Tous les hommes s'accordent pour dire qu'ils ne peuvent pas vivre de leur salaire au Venezuela. Ils disent que leurs salaires sont maintenant d'environ 7 $ par mois. "L'informatique n'est tout simplement pas possible", déclare l'un d'eux. Un sac de riz coûte environ 4 900 bolivariens, soit un peu plus d'un dollar aux taux de change actuels.

Les travailleurs actuels et anciens de la compagnie pétrolière nationale vénézuélienne PDVSA manifestent devant le champ pétrolifère de Las Salinas.

Les ménages vénézuéliens reçoivent le CLAP, le Comité local de l'approvisionnement et de la production, un ensemble de base de produits de base fortement subventionnés géré par le gouvernement et remis aux familles vénézuéliennes dans un petit carton. Les Vénézuéliens, cependant, disent que c'est loin d'être suffisant.
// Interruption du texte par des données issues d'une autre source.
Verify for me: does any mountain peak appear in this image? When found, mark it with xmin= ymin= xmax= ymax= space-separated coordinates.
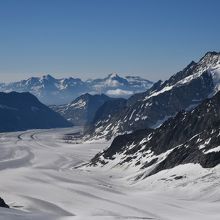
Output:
xmin=108 ymin=72 xmax=121 ymax=79
xmin=199 ymin=51 xmax=220 ymax=64
xmin=42 ymin=74 xmax=55 ymax=80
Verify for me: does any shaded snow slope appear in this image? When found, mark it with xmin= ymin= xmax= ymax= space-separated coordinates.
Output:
xmin=0 ymin=128 xmax=220 ymax=220
xmin=86 ymin=52 xmax=220 ymax=139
À l'entrée de Salinas, plusieurs pétroliers à la retraite manifestent. Ils disent que l'inflation et la corruption ont rendu leurs pensions presque nulles. Nombre d'entre eux conservent les identifiants de leur entreprise – au fil des décennies, ils ont confié ce travail.
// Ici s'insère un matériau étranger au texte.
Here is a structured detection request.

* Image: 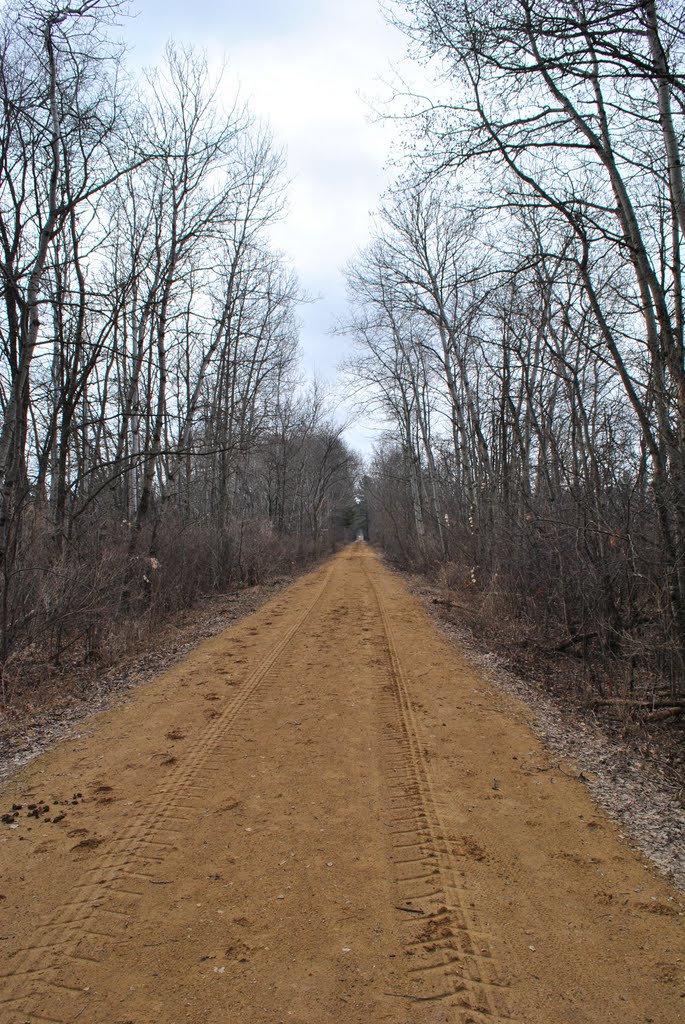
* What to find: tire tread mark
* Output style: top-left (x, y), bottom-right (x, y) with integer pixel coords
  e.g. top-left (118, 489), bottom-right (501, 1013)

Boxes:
top-left (0, 563), bottom-right (335, 1024)
top-left (363, 565), bottom-right (512, 1024)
Un manifestant, Africano Nixon, a apporté de la nourriture pour chiens, qu'il décrit comme le seul aliment qu'il peut se permettre.

Rodolfo Hernandez, 60 ans, s'est attaché à un crucifix de fortune composé d'une planche à repasser et de contreplaqué avec du ruban jaune. Il travaille pour PDVSA depuis 37 ans, et ni ses collègues à la retraite ni lui ne peuvent se permettre des médicaments essentiels. Votre pension est en moyenne de cinq dollars par mois.
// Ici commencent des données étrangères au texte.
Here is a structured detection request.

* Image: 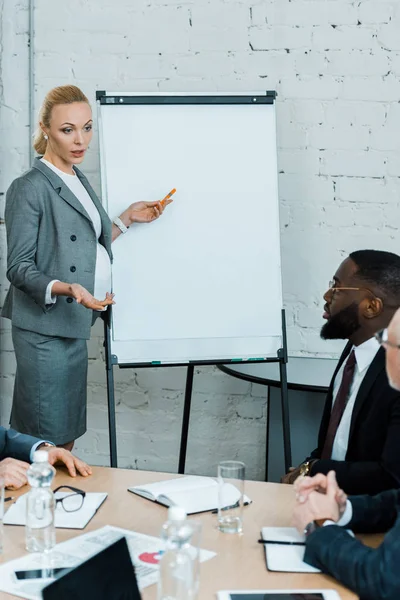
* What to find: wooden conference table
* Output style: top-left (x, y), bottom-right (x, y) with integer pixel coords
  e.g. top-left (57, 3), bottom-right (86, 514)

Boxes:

"Je suis crucifié car beaucoup de mes collègues sont morts et nous ne voulons pas subir le même sort", a-t-il déclaré.

Après avoir passé la majeure partie de sa vie dans l'industrie pétrolière vénézuélienne, Rodolfo Hernandez a déclaré que ni lui ni ses collègues ne peuvent se permettre les médicaments dont ils ont besoin.

Hernandez n'est pas fâché contre le gouvernement qui dirige PDVSA. il ne veut pas que le gouvernement du président assiégé, Nicolas Maduro, soit renversé. Il dit qu'il veut seulement assez d'argent pour survivre. Assez d'un homme qui a aidé à construire ce pays. Beaucoup de travailleurs semblent partager ce sentiment.

"Nous ne sommes pas des guérilleros", a déclaré l'un d'eux.

PDVSA n'a pas répondu aux questions de CNN concernant les plaintes des employés et la rémunération des employés actuels et anciens.

"Je veux que l'Amérique éteigne Maduro"

L’implosion de l’industrie pétrolière frappe les Vénézuéliens, petits et grands. Nous avons rencontré Hinginio Acosta, âgé de 51 ans, qui a écrasé son camion rouge dans une conduite de carburant dans la ville de Cabimas. Avec un sourire malicieux, l'artisan dit: "Je veux que l'Amérique fasse sortir Maduro pour le sortir d'ici, il vole les gens, il prend la nourriture."

Hinginio Acosta a poussé son camion dans une série de voitures et a attendu trois heures à une station-service à Cabimas pour faire le plein.

De retour sur le pont menant à la ville de Maracaibo, les ennuis à Maduro sont plus forts. Les gens ici disent qu'ils en ont marre que le gouvernement prétende que les choses reviendront à la normale.

Dans la bulle de la capitale Caracas, les pires pannes de courant apparaissent. Le métro fonctionne et les canalisations d'eau ont coulé. Mais il n’existe pas de tel confort à Maracaibo, sauf peut-être dans les hôtels de luxe où des familles aisées s’installent.

Des centaines d'habitants de Maracaibo ont pillé lors des coupures de courant sporadiques de mars et ont détruit un grand nombre de commerces après des jours sans électricité. Ils ont séjourné à l'hôtel Brisas del Norte pendant deux jours et ont même déchiré les tapis. Les directeurs de l'hôtel disent que personne n'est venu du gouvernement pour constater les dégâts.

Maracaibo était autrefois une ville prospère et une ombre de son ancien moi.

"Quatre-vingt pour cent des affaires de notre ville sont maintenant fermées", a déclaré Carlos Dickson Barbera, ancien président de la chambre de commerce de l'État.

Et lorsque le soleil se couche, les lumières de cette ville autrefois fière s'éteignent, résultat de la mise en place d'un système de gestion de l'énergie imposé par le gouvernement. Alors que nous conduisons dans des quartiers et des quartiers d’affaires, seule la lumière vacillante de notre voiture traverse l’ombre.

Protection de la famille à l'intérieur.

Barbera réfléchit un instant à la description.

"C'est comme" The Walking Dead ", dit-il.